Mayoclinic.com defines “meningioma” as “a tumor that arises from the meninges — the membranes that surround your brain and spinal cord. The majority of meningioma cases are noncancerous (benign), though rarely a meningioma can be cancerous (malignant).”

Okay, that was a scary and yet strangely positive definition.

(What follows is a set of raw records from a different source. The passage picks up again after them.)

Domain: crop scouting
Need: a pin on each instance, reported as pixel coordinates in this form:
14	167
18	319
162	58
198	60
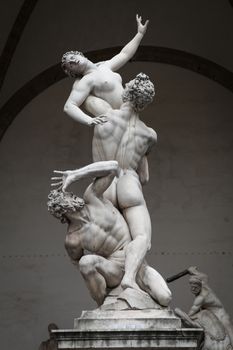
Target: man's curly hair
64	62
61	202
139	92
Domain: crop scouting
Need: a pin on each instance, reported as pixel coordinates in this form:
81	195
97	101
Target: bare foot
128	283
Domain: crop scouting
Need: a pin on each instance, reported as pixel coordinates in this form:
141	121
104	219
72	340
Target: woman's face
76	63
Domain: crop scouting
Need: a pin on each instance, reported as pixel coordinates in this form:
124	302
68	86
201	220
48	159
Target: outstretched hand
192	270
101	119
141	27
62	182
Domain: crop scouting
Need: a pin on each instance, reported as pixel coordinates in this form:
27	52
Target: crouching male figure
96	226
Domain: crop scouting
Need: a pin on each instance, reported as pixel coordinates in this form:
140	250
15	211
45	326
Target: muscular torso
123	138
107	85
101	230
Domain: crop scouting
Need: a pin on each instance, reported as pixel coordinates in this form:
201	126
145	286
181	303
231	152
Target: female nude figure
97	81
123	138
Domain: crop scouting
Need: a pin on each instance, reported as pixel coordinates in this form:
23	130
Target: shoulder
153	134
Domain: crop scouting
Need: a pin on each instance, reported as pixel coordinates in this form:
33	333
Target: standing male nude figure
123	138
96	226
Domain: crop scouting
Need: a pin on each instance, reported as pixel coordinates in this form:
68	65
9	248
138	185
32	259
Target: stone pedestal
128	329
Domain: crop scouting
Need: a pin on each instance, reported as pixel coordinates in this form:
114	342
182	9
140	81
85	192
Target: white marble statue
125	138
208	312
95	81
96	226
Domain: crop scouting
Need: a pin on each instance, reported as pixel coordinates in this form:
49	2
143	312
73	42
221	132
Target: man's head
195	285
139	92
61	204
74	63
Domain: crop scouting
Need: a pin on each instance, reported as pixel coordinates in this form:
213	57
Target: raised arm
80	92
97	169
128	50
198	301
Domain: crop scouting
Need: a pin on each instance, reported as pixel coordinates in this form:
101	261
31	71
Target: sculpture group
111	222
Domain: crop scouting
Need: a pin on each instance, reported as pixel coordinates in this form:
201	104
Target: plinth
129	320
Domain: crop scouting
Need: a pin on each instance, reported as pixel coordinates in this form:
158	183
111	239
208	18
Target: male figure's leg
99	273
153	283
134	209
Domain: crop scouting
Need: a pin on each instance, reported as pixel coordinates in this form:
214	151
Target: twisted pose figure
97	81
96	226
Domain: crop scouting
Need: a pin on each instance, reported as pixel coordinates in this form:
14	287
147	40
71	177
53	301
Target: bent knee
165	298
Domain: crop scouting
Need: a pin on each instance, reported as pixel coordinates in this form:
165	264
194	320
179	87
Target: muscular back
100	229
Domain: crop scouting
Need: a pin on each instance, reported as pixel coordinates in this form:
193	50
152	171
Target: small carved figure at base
208	313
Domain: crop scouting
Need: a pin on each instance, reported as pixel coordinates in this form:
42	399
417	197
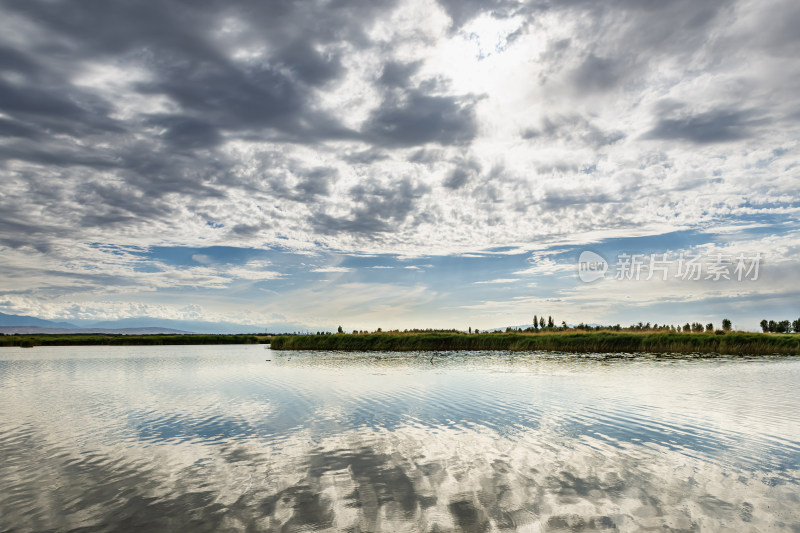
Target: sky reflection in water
219	438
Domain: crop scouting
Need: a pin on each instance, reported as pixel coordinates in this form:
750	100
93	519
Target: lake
242	438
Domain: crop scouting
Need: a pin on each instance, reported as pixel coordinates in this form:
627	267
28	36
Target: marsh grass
579	342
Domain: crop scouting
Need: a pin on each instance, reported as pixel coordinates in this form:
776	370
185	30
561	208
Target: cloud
715	126
390	127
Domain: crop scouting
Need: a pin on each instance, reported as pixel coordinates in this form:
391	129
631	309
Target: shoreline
580	342
735	343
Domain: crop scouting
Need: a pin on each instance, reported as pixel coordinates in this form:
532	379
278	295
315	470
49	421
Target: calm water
217	438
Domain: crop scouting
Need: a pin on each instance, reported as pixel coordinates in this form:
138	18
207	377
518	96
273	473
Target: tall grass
125	340
594	342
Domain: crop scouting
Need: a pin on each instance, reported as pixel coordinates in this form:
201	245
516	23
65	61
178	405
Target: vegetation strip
588	342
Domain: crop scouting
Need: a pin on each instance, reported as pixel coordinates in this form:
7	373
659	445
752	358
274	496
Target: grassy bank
589	342
125	340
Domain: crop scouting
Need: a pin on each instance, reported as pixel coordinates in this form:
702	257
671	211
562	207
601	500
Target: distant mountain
168	326
22	320
37	330
194	326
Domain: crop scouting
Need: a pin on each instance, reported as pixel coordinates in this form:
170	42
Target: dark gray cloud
419	119
376	208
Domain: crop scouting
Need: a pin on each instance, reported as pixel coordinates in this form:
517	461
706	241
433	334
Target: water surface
241	438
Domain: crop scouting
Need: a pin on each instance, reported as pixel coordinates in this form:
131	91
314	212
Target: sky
400	164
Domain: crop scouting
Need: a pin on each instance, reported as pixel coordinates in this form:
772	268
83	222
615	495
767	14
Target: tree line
782	326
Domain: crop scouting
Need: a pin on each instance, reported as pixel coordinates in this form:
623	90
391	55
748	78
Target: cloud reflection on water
217	438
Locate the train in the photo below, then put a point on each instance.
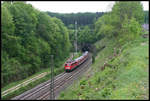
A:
(71, 65)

No one ever wants to read the word “malignant” unless one is reading a Charles Dickens novel about an evil landlord, but “benign” and “majority” are two things that go great together.

From the University of Washington Medical School Web site I learned that meningioma tumors “are usually benign, slow growing and do not spread into normal brain tissue. Typically, a meningioma grows inward, causing pressure on the brain or spinal cord. It may grow outward toward the skull, causing it to thicken.”

So, wait, what the fuck? A meningioma can cause pressure on the brain and spinal fluid? Oh, you mean, just like fucking hydrocephalus? Just like the water demon that once tried to crush my brain and kill me? Armed with this new information — with these new questions — I called my doctor.

“Hey, you’re okay,” he said. “We’re going to closely monitor you. And your meningioma is very small.”

“Okay, but I just read—”

“Did you go on the Internet?”

“Yes.”

“Which sites?”

“Mayo Clinic and the University of Washington.”